LIBERTAD QUE NO LIBERTINAJE

La era del libertinaje
Libertinaje

Derechos humanos, derecho a reunión, libertad de expresión, derecho a un juicio justos, así un sinfín de beneficios, que la humanidad ha ido consiguiendo a lo largo de su historia.

Pero lo que nadie se encarga de recordar, ni exigir, son las obligaciones que también tenemos como ciudadanos, porque no es lo mismo libertad, que libertinaje cuando se pervierten y exprimen de manera desmesurada los derechos obtenidos.

Porque un concepto que parece que se ha olvidado en esta sociedad, es que las libertades de uno, terminan cuando interfiere en los derechos de otro.

Porque quizás, uno tenga derecho de hacer una fiesta en su casa, pero si molesta a los vecinos, lo mismo no tendrá tanto derecho.

EGOÍSMO GENERALIZADO

Nos hemos acostumbrado a la miseria
Inhumanizados

La causa de esta corriente generalizada, de exigencia de derechos, además cada vez, de una manera más exarcebada, es el increíble egoísmo que impera en nuestra sociedad.

Un egoísmo no solo a nivel personal de cada individuo, sino como especie con las demás que cohabitan con nosotros en la Tierra, y con el propio planeta.

Nos hemos acostumbrado, hasta tal punto que lo vemos como normal, que una cantidad indecente de personas en el mundo pasen hambre.

Según la ONG Programa Mundial de Alimentos, unos 795 millones de personas en el mundo no tienen suficientes alimentos para llevar una vida saludable y activa.

Pero no hay que irse a los países subdesarrollados, para encontrar a gente tan desfavorecida, en países en desarrollo, como puede ser el mío España, casi un 13% de la población presenta desnutrición.

Nos hemos acostumbrado de tal manera a ver a gente, sin nada, viviendo en la calle, que para la mayoría de nosotros, pasan desapercibidos.

Por otro lado, el ser humano como está en la cima de la “cadena alimenticia”, evidente tiene a su disposición al resto de seres vivos, para hacer y deshacer a su antojo lo que quieran con ellos, caza furtiva, pesca abusiva, zoos, hasta el punto que hemos extinguido a decenas de especies, de manera directa o indirecta, y lo mejor de todo, sin utilizarlas como alimento.

Es tal, nuestro nivel de egoísmo, que pensamos que nos pertenece hasta el planeta donde vivimos, y por lo tanto podemos hacer lo que queramos con el, con tal de mejorar nuestras condiciones o nuestra comodidad.

Las ONGs y asociaciones ecologistas, acostumbran a reclamar que salvemos al planeta, pero la verdad es que el punto de vista está equivocado, el planeta como organismo vivo que es, buscará sus subsistencia y por lo tanto, los que tenemos que salvarnos somos nosotros, porque el día que nosotros desaparezcamos, el planeta solito se regenerará.

TANTO DAS, TANTO RECIBES

Solo recibes lo que das
Ayudar

Y con este caldo de cultivo, que se está creando, aún nos quejamos del mundo que vivimos y la sociedad que formamos, cuando los únicos responsables somos todos y cada uno de nosotros.

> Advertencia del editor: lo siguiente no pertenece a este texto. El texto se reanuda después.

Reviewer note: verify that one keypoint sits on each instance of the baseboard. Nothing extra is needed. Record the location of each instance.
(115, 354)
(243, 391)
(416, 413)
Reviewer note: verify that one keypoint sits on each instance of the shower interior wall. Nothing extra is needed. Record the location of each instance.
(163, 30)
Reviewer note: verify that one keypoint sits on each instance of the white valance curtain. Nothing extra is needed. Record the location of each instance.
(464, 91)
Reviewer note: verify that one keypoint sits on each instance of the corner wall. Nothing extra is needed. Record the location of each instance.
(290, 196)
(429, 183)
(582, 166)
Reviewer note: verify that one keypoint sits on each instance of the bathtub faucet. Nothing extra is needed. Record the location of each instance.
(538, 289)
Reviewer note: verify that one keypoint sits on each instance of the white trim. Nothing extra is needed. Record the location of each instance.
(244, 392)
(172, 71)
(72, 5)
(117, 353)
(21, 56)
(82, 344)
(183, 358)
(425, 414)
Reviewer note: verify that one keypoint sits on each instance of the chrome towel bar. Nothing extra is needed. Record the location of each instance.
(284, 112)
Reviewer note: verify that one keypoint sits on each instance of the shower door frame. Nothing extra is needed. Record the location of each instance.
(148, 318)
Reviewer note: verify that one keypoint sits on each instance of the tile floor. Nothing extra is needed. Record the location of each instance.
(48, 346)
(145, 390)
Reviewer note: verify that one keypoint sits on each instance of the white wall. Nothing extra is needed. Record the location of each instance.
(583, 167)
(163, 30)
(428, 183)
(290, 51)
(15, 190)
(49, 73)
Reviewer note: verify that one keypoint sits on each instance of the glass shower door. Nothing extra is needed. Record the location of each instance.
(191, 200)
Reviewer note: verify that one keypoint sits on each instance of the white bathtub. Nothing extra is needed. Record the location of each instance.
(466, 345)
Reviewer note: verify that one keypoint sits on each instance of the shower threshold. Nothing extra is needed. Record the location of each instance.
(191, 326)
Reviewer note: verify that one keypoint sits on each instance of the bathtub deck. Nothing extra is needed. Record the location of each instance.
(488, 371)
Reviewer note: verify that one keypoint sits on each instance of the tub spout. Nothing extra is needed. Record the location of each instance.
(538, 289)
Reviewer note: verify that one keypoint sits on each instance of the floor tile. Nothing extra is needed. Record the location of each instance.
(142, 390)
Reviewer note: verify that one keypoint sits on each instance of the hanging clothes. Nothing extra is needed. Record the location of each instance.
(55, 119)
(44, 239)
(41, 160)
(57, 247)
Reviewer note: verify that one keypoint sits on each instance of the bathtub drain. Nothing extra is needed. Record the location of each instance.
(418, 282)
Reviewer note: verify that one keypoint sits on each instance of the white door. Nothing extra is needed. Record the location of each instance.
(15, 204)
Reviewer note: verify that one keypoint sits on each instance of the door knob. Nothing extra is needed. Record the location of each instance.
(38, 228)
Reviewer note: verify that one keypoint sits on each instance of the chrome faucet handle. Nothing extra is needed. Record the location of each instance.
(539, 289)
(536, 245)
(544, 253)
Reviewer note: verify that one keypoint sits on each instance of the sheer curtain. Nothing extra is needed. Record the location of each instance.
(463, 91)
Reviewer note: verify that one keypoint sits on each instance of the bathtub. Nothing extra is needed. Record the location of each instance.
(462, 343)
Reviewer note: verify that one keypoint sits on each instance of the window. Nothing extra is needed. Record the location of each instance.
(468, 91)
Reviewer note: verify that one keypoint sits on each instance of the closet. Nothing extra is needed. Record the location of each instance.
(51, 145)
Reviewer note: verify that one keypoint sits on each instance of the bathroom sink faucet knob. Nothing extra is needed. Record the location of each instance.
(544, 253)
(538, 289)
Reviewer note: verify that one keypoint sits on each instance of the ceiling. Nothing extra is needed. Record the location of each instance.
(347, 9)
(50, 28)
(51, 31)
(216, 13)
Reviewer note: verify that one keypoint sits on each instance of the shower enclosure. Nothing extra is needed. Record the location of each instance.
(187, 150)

Porque la única manera posible de cambiar el mundo o la sociedad, reside en el interior de cada de los individuos que forman la sociedad.

Cambiando nuestra manera de afrontar la vida, al respecto de los demás seres humanos, las demás especies y el propio planeta, acabaremos consiguiendo hacer de este un mundo más generoso.

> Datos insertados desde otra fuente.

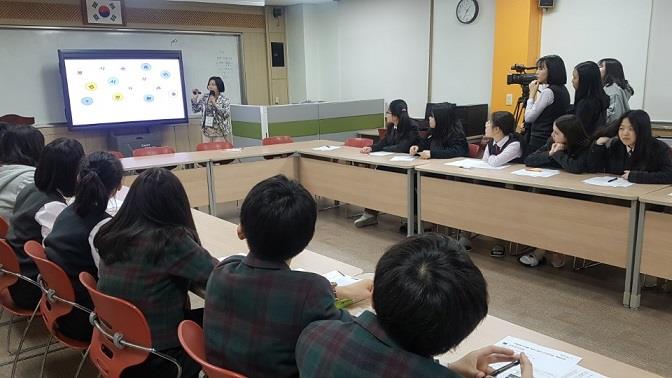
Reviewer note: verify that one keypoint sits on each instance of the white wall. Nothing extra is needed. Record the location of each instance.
(462, 54)
(580, 30)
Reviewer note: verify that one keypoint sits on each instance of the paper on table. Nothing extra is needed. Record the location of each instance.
(381, 153)
(474, 163)
(339, 278)
(536, 172)
(547, 362)
(610, 181)
(581, 372)
(326, 148)
(403, 158)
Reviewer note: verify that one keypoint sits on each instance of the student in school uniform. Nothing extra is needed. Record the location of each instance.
(590, 100)
(67, 244)
(55, 179)
(549, 99)
(445, 139)
(401, 133)
(150, 255)
(616, 87)
(20, 149)
(428, 297)
(256, 306)
(505, 146)
(634, 154)
(566, 149)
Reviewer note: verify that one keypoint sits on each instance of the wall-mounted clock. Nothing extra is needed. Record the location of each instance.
(467, 11)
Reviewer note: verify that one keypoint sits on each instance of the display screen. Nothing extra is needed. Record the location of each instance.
(122, 88)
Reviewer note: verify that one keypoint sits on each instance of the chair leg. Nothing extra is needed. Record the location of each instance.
(44, 356)
(25, 332)
(81, 363)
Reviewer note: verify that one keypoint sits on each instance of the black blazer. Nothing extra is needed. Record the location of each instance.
(613, 158)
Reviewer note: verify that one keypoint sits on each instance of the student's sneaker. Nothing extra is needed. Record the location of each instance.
(367, 219)
(498, 251)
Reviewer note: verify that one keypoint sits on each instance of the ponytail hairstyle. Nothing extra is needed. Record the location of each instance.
(399, 109)
(99, 176)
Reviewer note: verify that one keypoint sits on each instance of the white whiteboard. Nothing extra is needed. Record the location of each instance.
(657, 94)
(31, 83)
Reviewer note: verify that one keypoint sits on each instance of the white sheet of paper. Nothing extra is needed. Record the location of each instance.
(474, 163)
(326, 148)
(547, 362)
(403, 158)
(536, 172)
(381, 153)
(339, 278)
(610, 181)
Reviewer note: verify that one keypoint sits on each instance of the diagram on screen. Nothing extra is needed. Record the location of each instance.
(124, 90)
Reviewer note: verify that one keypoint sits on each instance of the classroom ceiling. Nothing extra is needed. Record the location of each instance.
(258, 2)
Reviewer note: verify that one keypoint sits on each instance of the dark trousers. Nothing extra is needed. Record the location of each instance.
(155, 366)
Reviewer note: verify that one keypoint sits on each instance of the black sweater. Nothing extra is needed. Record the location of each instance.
(444, 149)
(574, 162)
(615, 159)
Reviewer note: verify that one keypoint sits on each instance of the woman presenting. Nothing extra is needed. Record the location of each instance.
(216, 121)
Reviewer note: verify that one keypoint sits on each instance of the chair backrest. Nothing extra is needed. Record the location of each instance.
(16, 119)
(280, 139)
(55, 279)
(121, 318)
(474, 150)
(223, 145)
(117, 154)
(191, 338)
(8, 263)
(359, 142)
(150, 151)
(4, 227)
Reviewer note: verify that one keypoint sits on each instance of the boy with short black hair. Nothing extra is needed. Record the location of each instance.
(255, 306)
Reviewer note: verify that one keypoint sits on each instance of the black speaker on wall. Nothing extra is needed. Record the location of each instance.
(277, 54)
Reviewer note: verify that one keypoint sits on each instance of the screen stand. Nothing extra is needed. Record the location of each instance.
(127, 140)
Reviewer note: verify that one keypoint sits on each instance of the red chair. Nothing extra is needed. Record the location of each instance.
(191, 338)
(151, 151)
(117, 154)
(211, 146)
(359, 142)
(280, 139)
(10, 273)
(121, 336)
(58, 299)
(4, 227)
(474, 150)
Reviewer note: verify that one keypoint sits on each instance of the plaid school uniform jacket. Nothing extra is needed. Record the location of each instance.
(158, 288)
(359, 348)
(255, 311)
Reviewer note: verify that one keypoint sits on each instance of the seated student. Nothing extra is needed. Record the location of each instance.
(20, 149)
(150, 255)
(68, 242)
(256, 306)
(446, 137)
(635, 155)
(55, 179)
(505, 146)
(590, 100)
(401, 134)
(567, 148)
(428, 296)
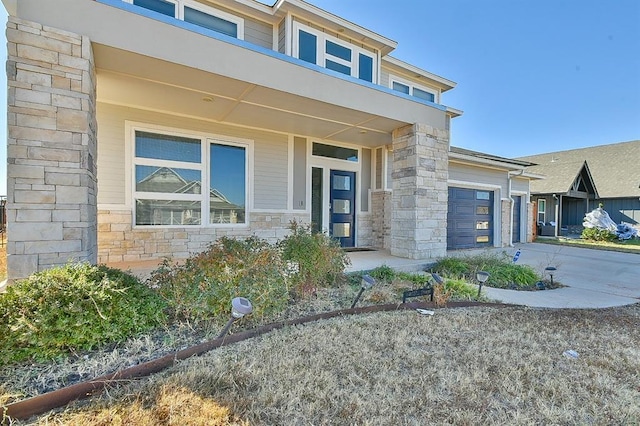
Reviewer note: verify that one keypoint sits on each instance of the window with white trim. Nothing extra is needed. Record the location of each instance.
(412, 89)
(197, 14)
(542, 207)
(170, 171)
(330, 52)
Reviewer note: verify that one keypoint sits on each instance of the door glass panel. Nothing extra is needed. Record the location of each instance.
(316, 199)
(342, 206)
(342, 183)
(482, 225)
(341, 230)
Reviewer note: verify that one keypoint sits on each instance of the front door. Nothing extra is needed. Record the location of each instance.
(517, 204)
(342, 205)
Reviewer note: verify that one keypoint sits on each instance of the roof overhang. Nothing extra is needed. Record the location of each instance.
(166, 65)
(429, 78)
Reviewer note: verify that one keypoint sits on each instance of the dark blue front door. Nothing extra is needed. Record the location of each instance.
(343, 207)
(517, 204)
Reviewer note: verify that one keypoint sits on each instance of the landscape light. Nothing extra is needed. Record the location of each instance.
(482, 277)
(239, 308)
(366, 283)
(550, 270)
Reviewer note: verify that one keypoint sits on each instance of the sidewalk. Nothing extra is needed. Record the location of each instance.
(594, 278)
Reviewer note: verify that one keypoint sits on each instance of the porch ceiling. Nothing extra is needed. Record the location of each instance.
(140, 81)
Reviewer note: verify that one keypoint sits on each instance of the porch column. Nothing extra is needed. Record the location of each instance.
(51, 148)
(420, 193)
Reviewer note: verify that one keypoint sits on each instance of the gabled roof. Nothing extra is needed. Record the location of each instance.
(614, 168)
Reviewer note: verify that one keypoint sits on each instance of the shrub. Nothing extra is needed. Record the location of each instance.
(503, 273)
(595, 234)
(319, 258)
(383, 273)
(202, 287)
(71, 308)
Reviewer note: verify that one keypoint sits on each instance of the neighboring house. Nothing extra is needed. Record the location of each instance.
(140, 129)
(577, 180)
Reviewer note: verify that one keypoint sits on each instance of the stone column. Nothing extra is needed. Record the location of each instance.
(51, 148)
(420, 193)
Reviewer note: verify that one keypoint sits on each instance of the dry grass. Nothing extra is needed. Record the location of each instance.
(460, 366)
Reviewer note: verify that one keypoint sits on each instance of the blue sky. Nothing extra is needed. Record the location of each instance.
(533, 75)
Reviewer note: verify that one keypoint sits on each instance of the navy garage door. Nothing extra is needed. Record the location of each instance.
(470, 218)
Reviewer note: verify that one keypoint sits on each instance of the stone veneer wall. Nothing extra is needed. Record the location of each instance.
(420, 194)
(51, 148)
(119, 242)
(505, 222)
(381, 219)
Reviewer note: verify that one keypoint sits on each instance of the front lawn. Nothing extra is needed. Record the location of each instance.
(459, 366)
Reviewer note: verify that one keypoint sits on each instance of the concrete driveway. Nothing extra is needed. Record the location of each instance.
(594, 278)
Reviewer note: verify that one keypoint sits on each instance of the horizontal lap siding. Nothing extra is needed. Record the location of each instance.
(270, 153)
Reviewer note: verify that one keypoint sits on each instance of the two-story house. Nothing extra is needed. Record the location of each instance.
(140, 129)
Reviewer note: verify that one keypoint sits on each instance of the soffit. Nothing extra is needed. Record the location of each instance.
(139, 81)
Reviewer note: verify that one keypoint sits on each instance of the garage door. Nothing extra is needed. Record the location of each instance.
(470, 218)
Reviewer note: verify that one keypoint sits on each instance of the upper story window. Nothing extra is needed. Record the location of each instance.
(197, 14)
(412, 89)
(329, 52)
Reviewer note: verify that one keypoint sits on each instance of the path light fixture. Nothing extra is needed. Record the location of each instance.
(482, 277)
(366, 283)
(239, 308)
(550, 270)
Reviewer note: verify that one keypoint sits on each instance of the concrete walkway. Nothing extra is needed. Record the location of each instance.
(594, 278)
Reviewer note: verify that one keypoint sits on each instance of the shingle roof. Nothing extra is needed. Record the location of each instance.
(615, 169)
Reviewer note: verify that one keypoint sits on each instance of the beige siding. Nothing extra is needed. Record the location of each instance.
(259, 33)
(270, 153)
(478, 176)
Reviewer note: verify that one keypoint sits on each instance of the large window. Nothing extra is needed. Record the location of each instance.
(329, 52)
(414, 90)
(171, 171)
(196, 13)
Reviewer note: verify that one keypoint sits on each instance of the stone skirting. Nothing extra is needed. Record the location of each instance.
(51, 148)
(118, 241)
(420, 192)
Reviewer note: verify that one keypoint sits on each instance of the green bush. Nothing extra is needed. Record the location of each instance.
(319, 259)
(503, 273)
(460, 290)
(71, 308)
(595, 234)
(202, 287)
(383, 273)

Para empezar a dejar de ser una sociedad tan egoísta, hemos de comenzar por dejar de pensar, lo que el mundo o los demás pueden hacer por nosotros, para empezar a preocuparnos por lo que nosotros podemos hacer por el mundo o por los demás.

La ley de atracción, lo que podríamos llamar karma, nos dice, que solo recibiremos aquello que previamente hayamos ofrecido a los demás.